Rabu, 17 Desember 2008

Becerminlah pada Hewan - Pergeseran Nilai-nilai Moral

KOMPAS Rabu, 17 Desember 2008 13:32 WIB (UTI)
Ketika manusia sudah tidak lagi peka, tidak lagi dapat memanusiakan manusia, bahkan tidak lagi menyadari hakikat bahwa dirinya adalah manusia, cobalah becermin pada hewan.

Demikian ajakan perupa Zaenal Arifin lewat pameran seni rupa bertajuk "Fabulous Fable" di Semarang Contemporary Art Gallery, Kota Semarang, 13-23 Desember 2008.

Fabel adalah dongeng tentang pelajaran moral dengan menggunakan binatang terutama sebagai karakternya.

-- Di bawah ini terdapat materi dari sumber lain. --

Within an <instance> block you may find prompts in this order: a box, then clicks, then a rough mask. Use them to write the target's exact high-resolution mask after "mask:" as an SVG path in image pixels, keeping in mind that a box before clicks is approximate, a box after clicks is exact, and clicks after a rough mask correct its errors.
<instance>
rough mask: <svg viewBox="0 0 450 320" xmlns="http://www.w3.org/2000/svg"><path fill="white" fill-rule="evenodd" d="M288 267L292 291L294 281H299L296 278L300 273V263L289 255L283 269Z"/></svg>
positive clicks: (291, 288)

Jadi, binatang menjadi obyek utama dalam setiap karya yang ditampilkan.

Karya-karya Arifin tersebut menggambarkan ironi kehidupan yang kini marak terjadi. Tengok saja karya berjudul "Kisah Kucing dan Tikus", yakni seekor tikus dengan sangat tenang menghadapi kejaran kucing yang hendak menangkapnya. Karya itu menggambarkan bagaimana seorang koruptor masih tetap angkuh dan merasa "suci", serta tetap harus dihormati meski telah mencuri.

Goresan kuas yang lain misalnya karya "Tikus Nyusu Cindil" (tikus menyusu pada anak tikus). Begitu tidak tahu dirinya penguasa negara ini, orang-orang yang lemah justru harus menolong mereka yang kuat. Rakyat banyak yang menderita kesulitan mendapat pertolongan, sedangkan pengusaha besar dengan mudah mendapatkannya.

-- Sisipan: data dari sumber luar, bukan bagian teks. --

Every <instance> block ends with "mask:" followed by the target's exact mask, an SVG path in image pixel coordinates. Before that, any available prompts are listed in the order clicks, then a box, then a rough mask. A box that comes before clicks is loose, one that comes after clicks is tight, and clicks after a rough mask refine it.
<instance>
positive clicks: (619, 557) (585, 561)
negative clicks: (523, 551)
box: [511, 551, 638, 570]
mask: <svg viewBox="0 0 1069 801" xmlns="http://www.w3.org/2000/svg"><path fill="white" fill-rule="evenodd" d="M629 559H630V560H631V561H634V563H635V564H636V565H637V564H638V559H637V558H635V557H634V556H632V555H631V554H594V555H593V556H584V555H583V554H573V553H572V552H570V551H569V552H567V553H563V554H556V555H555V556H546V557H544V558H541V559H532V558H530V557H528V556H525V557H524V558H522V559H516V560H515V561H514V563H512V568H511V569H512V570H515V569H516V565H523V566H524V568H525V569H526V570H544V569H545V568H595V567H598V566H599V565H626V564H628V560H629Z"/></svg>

"Saya hanya ingin mengajak becermin pada hewan. Sekarang ini, jika becermin kepada sesama manusia hasilnya sama saja, karena tidak ada lagi orang yang benar-benar dapat menjadi panutan," kata Arifin.

Oleh karena itu, dia memakai simbol hewan dalam karya lukisnya. Ketika manusia berkaca pada manusia yang lain, besar kemungkinan manusia itu tidak menyadari hakikatnya sebagai seorang manusia.

Namun, ketika hewan menjadi contoh kelakuan manusia, seharusnya manusia menyadari dirinya adalah manusia, yang memiliki pikiran dan perasaan.

Pergeseran nilai moral

"Jelas terjadi pergeseran nilai-nilai moral. Meski memiliki etika dan sopan santun, manusia kini seperti zombi, mayat hidup, cenderung tidak berperasaan. Jika manusia seperti itu, apa bedanya dengan hewan?" gugat Arifin.

Menurut Arifin, babi atau tikus merupakan contoh hewan yang paling komunikatif dan mudah dipahami. Babi identik dengan kebiasaan malas, sedangkan tikus melambangkan koruptor dan pencuri. Keduanya sangat efektif untuk menyampaikan cermin yang satir kepada manusia.
Kurator Eddy Soetriyono menilai, fabel di tangan Arifin sering kali bukanlah sekadar dongeng. "Fabulous Fable" mampu mencuatkan ironi-ironi halus yang kompleks.

Eddy menyebutkan, ada kritik, ironi, sinisme, sarkasme, lelucon, atau permainan yang tidak memiliki makna tunggal dalam setiap hasil karya Arifin.